Aussi chaque jour je me réjouis de ma détermination ; la plénitude du bonheur me déborde, mes souvenirs les plus cruels s’effacent, mon âme est engourdie dans une félicité si enivrante, que le passé même, autrefois si désolant, me devient indifférent.

Hélène, Marguerite, Falmouth… votre souvenir ne m’apparaît plus que pâle, lointain… voilé.

Je me demande comment j’ai pu tant souffrir pour vous et par vous.

Mais qu’entends-je sous mes fenêtres ?… C’est le son de la lyre albanaise de Daphné qui invite Noémi et Anathasia à danser la romaïque…

Que la description de tout ce qui m’entoure, que le riant tableau que j’ai sous les yeux pendant que j’écris ces lignes, ici à Khios, dans le palais Carina, reste sur ces feuilles inconnues, comme l’image fidèle d’une réalité charmante…

Sans doute ces détails paraîtraient puérils à tout autre qu’à moi ; mais c’est un portrait que je veux, et un portrait d’Holbein, s’il se peut, vu et peint à la loupe avec une fidélité scrupuleuse ; car si jamais je viens à regretter cet heureux temps de ma vie, chaque trait, chaque indication de ce tableau deviendra pour moi d’un prix inestimable.


CHAPITRE XL.

Jours de soleil. — Le palais.


Khios, palais Carina, 20 juin 18…

Comme presque tous les palais de l’Italie moderne, le palais Carina, bâti par les Génois, lorsque l’île de Khios était une de leurs possessions, le palais Carina est immense et désert ; les appartements sont splendides, mais démeublés. Le musulman qui l’occupait avant moi avait fait disposer à l’orientale une des ailes de ce vaste édifice.

C’est cette partie que j’habite.

C’est là que je me retire pendant l’ardente chaleur du jour ; car ses fenêtres s’ouvrent au nord, et il y règne une fraîcheur délicieuse.

Des stores d’un jonc odorant, à demi baissés, permettent à la fois de jouir de la vue extérieure, et de rester dans une douce obscurité.

Les murailles, revêtues d’un stuc argenté qui ressemble à une tenture de satin blanc, sont rayées de larges bandes, alternativement lilas et vertes, où se lisent écrits en lettres d’or plusieurs versets du Coran.

Le plafond, richement peint, est divisé en caissons aussi lilas et verts, rehaussés d’une légère dorure en arabesques. Un épais tapis de Perse couvre le plancher.

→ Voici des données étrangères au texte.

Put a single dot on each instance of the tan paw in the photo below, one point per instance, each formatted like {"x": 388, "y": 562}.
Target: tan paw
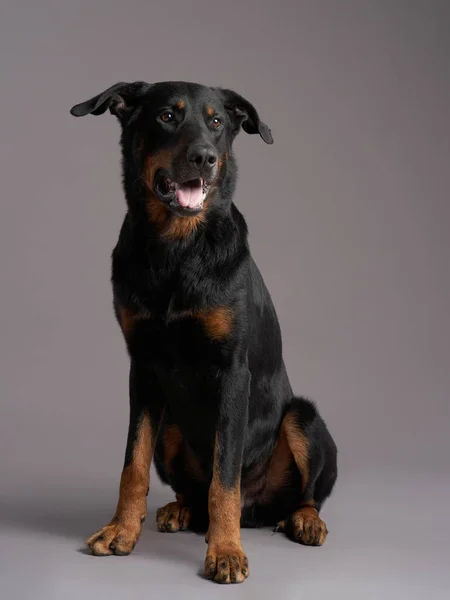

À l’extrémité de cette pièce une gerbe d’eau limpide jaillit d’un bassin revêtu de jaspe oriental, et y retombe en cascade avec un doux murmure ; de grands vases de Chine bleu et or, remplis de fleurs, sur lesquels viennent se percher délicatement quelques colombes privées, entourent cette fontaine, et les bouffées aromatiques qui émanent de ces immenses bouquets m’arrivent comme un parfum humide.

Puis, faut-il avouer cette énormité ? les sensualités du goût me sont chères, et je m’occupe délicieusement à les satisfaire ou à les prévenir.

Ainsi près de moi, sur une table recouverte d’une épaisse nappe turque, fond paille, brodée de fleurs bleues rehaussées de fils d’argent, sont des sorbets à l’orange et à la merise dans leurs vases poreux qui suintent la neige… des tranches d’ananas couleur d’or, des pastèques et des melons d’eau, à la pulpe rouge et à la pulpe verte, disparaissent presque sous la glace brillante qui remplit de grandes jattes de porcelaine ; sur un plat du Japon s’élève une pyramide d’autres fruits exquis que Daphné la brune a entremêlés de fleurs.